Every Friday The New Zealand Initiative puts out a newsletter (if you haven’t already, you can sign up here) where we write opinion pieces on current issues. Early in the week, I decided to write on medical marijuana, assuming that Helen Kelly’s excellent weekend interview on The Nation wouldn’t get the attention it deserves.
I was wrong. Over the past week, the issue has blown up. Really, I should have known better. First, because it is an understandably emotional issue, and like euthanasia, involves the government getting in the way of the alleviation of pain and suffering.
And second, because it’s just one of those topics that people are often weirdly coy about. Especially as a public figure. It’s like the question “have you ever inhaled?” Everyone knows someone who has smoked pot, but admitting to it as a public figure still seems like a bit of a social taboo. (Either that or I’m just really conservative and out of touch with what is now considered socially acceptable).
Anyway, our Insights pieces generally have a limit of 400 words. So here are some things I would have liked to add if I could:
- We’re a country of stoners, so why are we getting so precious? A 2014 United Nations World Drug Report places New Zealand third in the world for marijuana consumption per head. And yes, I know medical and recreational marijuana require two separate conversations, but you also can’t discount facts about the kind of society we are living in.
- Though I allude to it in my piece, I’d like to emphasise again how damn hard it is finding ANY reliable information on the current process, previous applications, or what reliable evidence has been derived. The Ministry of Health’s website does include information about the current process, though it did not show up using normal search terms (it’s here, by the way). The Drug Foundation has done some great work, though it’s getting a bit dated.

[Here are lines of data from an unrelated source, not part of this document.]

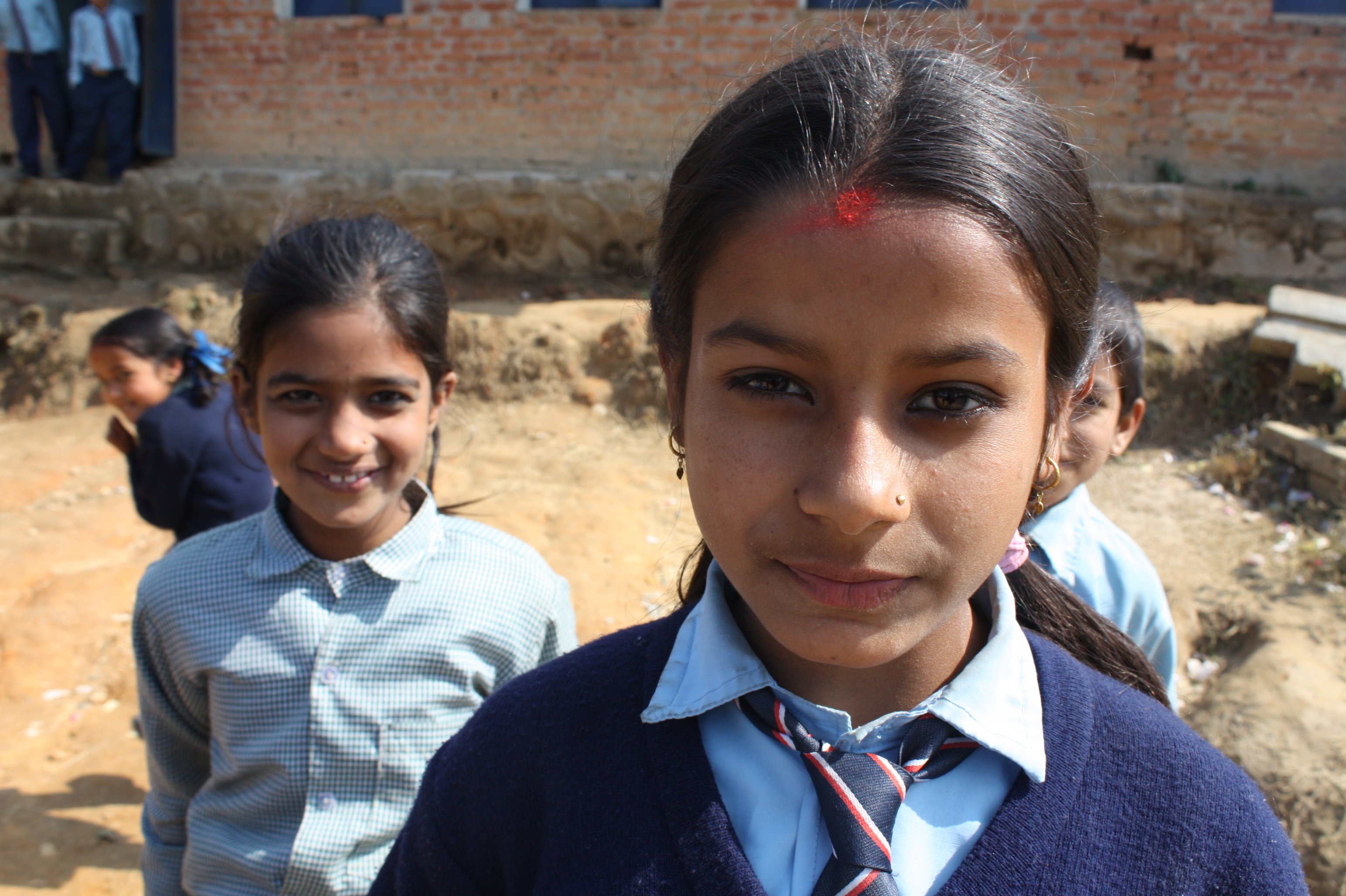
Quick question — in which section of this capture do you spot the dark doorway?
[140,0,178,159]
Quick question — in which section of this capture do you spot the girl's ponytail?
[182,329,234,407]
[1006,560,1168,705]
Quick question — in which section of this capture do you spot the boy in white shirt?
[65,0,140,182]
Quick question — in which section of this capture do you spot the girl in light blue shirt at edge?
[133,217,575,896]
[370,36,1304,896]
[1023,282,1178,706]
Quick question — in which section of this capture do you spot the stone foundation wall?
[0,167,1346,284]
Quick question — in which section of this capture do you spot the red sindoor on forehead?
[790,187,879,233]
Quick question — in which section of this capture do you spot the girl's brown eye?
[911,389,991,417]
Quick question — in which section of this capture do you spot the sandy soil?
[0,296,1346,896]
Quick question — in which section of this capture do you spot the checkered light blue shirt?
[133,492,575,896]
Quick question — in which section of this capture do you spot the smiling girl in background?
[371,39,1304,896]
[133,217,575,896]
[89,308,273,541]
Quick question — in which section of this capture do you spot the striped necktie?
[94,7,121,71]
[736,688,977,896]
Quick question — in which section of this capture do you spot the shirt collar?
[248,480,440,581]
[1023,483,1093,588]
[641,563,1047,783]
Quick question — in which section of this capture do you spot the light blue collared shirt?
[1023,484,1178,706]
[0,0,61,52]
[68,0,140,88]
[641,563,1047,896]
[132,490,575,896]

- I actually feel sorry for Peter Dunne. He’s copping a lot of flak for this issue, when it’s “the process” and National party policy equally at fault. Dunne himself will know he’s not a medical professional, so the personal attacks towards him are unwarranted.
- I find it interesting that in Colorado, where marijuana has been legalised, they are having the conversation about how to regulate for safety. Should it be treated just like any other food and beverage? Could it be that in the future, countries with legalised weed will have a much more consistent, safe an quality product? Colorado’s going to be an interesting case to watch for regulatory standards.
- One of the arguments against recreational/medicinal use is that consumption can result in heavy social costs. This is an area I’m working on for The Initiative’s health report: what are social costs (economics definition vs how the term is now widely used)? What should be counted as social costs? I’d discuss more, but I’m still in the middle of this research. I know this much so far, though: “social costs” is an oversued and abused term.
- “Increasing the risk of already risky behaviour” is just one argument against prohibition. Other arguments against prohibition include: it can divert law enforcement resources from more pressing crimes, it criminalises people who wouldn’t otherwise be criminals, and lets the black market (unsafe and unregulated) dominate the market for the product. People often think legalisation/decriminalisation involves proving the product is safe and effective. But harm-minimisation ought to look at the costs and risks of the current regime (prohibition) too.
- I’ve probably forgotten stuff still. The above is just what’s still at the forefront of my mind.
ICYMI: My original Insights piece
I agree with Helen Kelly
Helen Kelly has not always agreed with The New Zealand Initiative on regulatory issues, but on the issue of medical marijuana, we certainly agree with her.
The outgoing Council of Trade Unions president is wanting to use medical marijuana for her own terminal illness. In the absence of medical approval, Kelly has used the black market to obtain the drug.
She acknowledges the therapeutic properties, but also the risks: “It just seems absolutely insane that I’ve got no idea what I’m taking, how much I should take or how it’s manufactured – it’s crazy.”
Kelly is not wrong. Because the drug is outside the realm of government safety and regulation, the quality and potency will be unpredictable.
Another less acknowledged consequence of prohibition is that the evidence-base is equally inconsistent.
A simple Google search will tell you there is not a lot of credible or accessible information out there. There is even less if you confine your search to neutral sources.
If I was a desperate mother wanting to know whether medical marijuana would be an option for my sick child, I would not know what sources to trust. Or even how to apply.
The evidence of effectiveness is mixed, and only one patient’s application so far – Alex Renton’s – followed the correct process.
Effective or not, prohibition does the evidence base no favours, by limiting the research and evidence required to support safe consumption.
Clinical trials have been illegal in many of the countries New Zealand would look to for regulatory guidance (though random-control trials are now underway in Israel and the United States). Anecdotal evidence and case studies would be equally thin in this context.
The current case-by-case process may also hide medical professionals’ support for the product, who must apply on behalf of their patient. It is certainly conceivable that doctors would be unwilling to recommend a medication without robust evidence.
Additionally, it is also possible that medical professionals would want to avoid the reputational effects of being the only doctor in town associated with a controversial substance. Not all doctors want to be thrust into the political sphere.
Sometimes though, banning risky behaviour just makes the risk even more risky. So in a rare move of supporting more regulation, I say lift the prohibition and apply the appropriate safety rules.